Tuż przed samym wodospadem schody prowadzą na szczyt platformy, z której można podziwiać piękność stworzoną przez naturę. Jeśli chcemy podejść bliżej wodospadu, to należy przejść wodą po prawej stronie. Warto zabrać ze sobą buty do wody na ta okazję.
JAK DO NIEGO TRAFIĆ?
Slap Kozjak znajduje się w pobliżu miasteczka Kobarid, na północny zachód od Tolmin, w regionie Goriška – Tolmin w Słowenii. My przyjechaliśmy z Bovec, a trasa samochodem zajęła nam około 30 min.
Charakterystycznym punktem na trasie jest dostojny Most Napoleona, nieopodal którego znajduje się parking.
Możliwe jest również rozpoczęcie swojej wyprawy z miasteczka Kobarid.
NAJLEPSZY CZAS NA ZWIEDZANIE WODOSPADU KOZJAK?
Zakłada się, że najlepszą porą na zwiedzanie wodospadu jest wczesny poranek lub późne popołudnie.

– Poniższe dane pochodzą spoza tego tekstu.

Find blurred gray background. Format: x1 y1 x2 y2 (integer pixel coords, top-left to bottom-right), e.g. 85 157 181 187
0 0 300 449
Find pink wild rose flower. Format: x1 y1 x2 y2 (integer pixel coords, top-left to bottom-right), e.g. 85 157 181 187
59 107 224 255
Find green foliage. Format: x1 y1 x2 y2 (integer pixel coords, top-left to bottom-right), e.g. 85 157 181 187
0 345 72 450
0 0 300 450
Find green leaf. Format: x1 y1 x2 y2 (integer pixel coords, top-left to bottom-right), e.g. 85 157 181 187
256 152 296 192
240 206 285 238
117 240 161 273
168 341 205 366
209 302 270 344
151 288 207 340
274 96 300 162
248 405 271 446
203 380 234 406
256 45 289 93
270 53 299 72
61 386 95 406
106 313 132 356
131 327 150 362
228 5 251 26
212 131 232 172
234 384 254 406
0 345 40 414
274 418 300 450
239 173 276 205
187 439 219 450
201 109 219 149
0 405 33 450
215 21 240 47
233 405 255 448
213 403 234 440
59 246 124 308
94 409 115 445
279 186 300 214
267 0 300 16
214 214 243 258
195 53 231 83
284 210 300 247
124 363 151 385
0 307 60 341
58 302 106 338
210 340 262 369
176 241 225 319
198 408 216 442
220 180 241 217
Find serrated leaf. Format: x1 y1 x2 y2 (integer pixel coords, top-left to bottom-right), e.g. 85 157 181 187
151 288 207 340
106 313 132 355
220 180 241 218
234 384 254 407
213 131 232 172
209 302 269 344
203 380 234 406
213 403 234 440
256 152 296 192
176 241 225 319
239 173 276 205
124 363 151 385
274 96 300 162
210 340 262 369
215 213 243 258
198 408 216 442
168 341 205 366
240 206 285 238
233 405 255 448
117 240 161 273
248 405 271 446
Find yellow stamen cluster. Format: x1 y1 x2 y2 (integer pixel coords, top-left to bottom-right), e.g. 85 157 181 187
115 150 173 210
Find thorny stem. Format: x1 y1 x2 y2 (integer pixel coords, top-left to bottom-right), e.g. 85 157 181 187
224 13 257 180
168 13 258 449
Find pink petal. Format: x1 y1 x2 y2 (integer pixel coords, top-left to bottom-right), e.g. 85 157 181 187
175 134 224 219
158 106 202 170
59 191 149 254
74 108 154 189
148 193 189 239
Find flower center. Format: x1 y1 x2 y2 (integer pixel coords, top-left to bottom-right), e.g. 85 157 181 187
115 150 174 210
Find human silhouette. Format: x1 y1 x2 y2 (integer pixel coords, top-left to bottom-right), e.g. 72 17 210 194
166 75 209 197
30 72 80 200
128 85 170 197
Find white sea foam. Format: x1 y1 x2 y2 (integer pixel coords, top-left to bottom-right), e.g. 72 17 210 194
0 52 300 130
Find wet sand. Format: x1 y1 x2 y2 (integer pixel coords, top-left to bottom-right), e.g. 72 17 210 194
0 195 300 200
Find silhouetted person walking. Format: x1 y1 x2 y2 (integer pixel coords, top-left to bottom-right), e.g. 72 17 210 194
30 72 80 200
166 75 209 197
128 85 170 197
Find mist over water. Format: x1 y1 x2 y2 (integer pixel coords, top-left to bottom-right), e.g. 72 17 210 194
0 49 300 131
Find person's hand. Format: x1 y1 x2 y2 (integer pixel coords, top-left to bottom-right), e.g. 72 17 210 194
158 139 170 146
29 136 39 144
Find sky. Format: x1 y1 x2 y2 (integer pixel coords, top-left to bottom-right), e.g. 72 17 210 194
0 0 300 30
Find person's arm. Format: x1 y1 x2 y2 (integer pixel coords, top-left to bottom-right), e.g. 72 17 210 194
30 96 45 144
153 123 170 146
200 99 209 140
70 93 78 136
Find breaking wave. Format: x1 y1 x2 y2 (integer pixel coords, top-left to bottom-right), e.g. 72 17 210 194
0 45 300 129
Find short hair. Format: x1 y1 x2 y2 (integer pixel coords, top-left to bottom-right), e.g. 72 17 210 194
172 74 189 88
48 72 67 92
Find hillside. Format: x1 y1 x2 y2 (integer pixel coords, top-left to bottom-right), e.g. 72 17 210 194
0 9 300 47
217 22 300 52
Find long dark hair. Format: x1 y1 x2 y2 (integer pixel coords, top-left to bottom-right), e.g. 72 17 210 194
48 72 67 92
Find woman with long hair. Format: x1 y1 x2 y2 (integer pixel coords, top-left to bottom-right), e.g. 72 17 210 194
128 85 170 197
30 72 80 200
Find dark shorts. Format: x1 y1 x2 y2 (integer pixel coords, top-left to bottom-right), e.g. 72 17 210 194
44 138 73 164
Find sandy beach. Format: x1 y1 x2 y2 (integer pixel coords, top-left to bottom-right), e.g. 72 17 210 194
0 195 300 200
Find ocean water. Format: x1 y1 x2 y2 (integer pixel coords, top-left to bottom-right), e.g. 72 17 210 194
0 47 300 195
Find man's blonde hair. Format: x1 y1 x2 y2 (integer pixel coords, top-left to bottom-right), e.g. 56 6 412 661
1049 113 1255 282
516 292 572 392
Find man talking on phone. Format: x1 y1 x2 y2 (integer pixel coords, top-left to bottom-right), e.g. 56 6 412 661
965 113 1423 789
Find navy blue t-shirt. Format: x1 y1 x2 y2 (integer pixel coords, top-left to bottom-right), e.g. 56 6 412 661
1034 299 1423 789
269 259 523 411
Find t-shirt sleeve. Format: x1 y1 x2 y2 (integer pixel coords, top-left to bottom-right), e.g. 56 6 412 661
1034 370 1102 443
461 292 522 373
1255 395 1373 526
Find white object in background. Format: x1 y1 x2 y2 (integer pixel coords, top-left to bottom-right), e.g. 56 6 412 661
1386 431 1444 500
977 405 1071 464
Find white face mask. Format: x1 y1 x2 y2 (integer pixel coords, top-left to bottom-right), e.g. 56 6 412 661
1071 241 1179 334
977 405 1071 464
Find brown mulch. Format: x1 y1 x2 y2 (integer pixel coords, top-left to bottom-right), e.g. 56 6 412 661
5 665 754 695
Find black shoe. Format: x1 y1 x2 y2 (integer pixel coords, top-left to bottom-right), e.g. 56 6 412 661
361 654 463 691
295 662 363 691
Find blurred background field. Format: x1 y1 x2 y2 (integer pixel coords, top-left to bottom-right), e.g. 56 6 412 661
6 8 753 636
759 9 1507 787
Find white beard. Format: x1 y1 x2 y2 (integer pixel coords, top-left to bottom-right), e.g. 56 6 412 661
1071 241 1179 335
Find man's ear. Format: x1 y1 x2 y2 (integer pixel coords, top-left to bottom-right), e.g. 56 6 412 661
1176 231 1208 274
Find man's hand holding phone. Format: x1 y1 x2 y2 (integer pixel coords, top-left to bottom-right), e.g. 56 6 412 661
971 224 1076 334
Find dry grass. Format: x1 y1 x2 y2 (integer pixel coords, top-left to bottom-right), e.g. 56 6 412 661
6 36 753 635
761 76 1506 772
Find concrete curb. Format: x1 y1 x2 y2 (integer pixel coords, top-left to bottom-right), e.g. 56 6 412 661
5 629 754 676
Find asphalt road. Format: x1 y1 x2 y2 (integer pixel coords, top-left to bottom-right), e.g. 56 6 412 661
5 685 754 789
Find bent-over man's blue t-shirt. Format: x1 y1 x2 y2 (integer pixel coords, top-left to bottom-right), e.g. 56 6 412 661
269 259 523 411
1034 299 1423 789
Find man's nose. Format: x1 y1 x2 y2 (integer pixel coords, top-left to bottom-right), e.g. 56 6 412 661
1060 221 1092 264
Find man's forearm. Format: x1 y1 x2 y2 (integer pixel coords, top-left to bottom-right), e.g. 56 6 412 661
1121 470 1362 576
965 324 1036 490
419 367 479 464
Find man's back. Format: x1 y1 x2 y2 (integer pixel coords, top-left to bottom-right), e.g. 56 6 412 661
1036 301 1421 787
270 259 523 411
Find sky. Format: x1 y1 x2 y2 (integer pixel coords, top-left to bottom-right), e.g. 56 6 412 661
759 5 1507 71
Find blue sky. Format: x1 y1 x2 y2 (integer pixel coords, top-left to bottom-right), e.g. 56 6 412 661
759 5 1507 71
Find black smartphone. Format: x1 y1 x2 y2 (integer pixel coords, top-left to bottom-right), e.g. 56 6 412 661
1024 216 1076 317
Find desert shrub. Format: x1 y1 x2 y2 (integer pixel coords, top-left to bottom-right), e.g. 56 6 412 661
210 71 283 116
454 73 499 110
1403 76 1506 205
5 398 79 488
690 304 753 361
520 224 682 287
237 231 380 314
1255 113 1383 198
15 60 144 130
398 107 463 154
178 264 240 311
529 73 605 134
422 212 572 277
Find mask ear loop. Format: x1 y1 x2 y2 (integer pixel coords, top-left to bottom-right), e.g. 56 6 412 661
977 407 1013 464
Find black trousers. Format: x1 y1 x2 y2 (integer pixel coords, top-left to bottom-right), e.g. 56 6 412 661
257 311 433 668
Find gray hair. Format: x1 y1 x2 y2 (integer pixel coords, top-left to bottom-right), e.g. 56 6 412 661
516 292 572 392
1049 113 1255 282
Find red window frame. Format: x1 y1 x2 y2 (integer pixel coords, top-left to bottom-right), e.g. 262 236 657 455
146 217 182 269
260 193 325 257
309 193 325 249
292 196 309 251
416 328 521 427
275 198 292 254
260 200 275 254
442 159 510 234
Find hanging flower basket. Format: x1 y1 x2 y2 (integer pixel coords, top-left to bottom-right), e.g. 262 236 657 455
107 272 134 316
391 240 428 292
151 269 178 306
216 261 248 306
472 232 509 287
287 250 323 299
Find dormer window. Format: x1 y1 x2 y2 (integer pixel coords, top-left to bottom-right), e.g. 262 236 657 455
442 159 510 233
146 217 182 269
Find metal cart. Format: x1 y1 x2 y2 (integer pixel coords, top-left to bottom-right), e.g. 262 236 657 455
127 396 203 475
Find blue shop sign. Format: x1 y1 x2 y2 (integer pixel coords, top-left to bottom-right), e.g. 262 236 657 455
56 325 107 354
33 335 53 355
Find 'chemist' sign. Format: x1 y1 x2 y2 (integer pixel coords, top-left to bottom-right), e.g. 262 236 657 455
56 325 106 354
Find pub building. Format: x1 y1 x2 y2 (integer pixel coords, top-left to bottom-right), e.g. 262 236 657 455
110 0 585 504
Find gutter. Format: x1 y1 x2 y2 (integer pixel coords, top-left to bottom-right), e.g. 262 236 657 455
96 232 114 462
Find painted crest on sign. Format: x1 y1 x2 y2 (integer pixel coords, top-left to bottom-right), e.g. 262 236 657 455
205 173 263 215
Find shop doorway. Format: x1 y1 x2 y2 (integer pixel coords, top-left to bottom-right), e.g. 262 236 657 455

My przybyliśmy na miejsce w godzinach południowych, a liczbę turystów przebywających z nami pod wodospadem mogliśmy policzyć na palcach jednej dłoni. Trzeba jednak wziąść pod uwagę fakt, że zwiedzaliśmy wodospad w pandemicznym roku 2020 w lipcu.
ILE TO KOSZTUJE?
W lesie postawiona jest drewniana budka, w której zakupić można bilet. Dorosły 4 Euro, dziecko 2 Euro.
PODSUMOWANIE
- Kiedy przyjechać? Rano lub późnym popołudniem.
- Jak długa jest trasa? Około 2 km.
- Poziom trudności? Łatwa.
- Koszt? 4 Euro.
- Gdzie zaparkować? Nieopodal Mostu Napoleona.
- Koniecznie zabierz ręcznik i dobry aparat 🙂
CIEKAWOSTKI:
- wodospad Kozjak jest jednym z punktów spływu canyoning. Podczas naszego zwiedzania ekipa takiej wyprawy wskakiwała jeden po drugim do szmaragdowego jeziorka. Z pewnością musi być to niesamowita doświadczenie.
- nazwa mostu Napoleon pochodzi od samego Napoleona, który wraz ze swymi żołnierzami po prostu przez niego maszerował.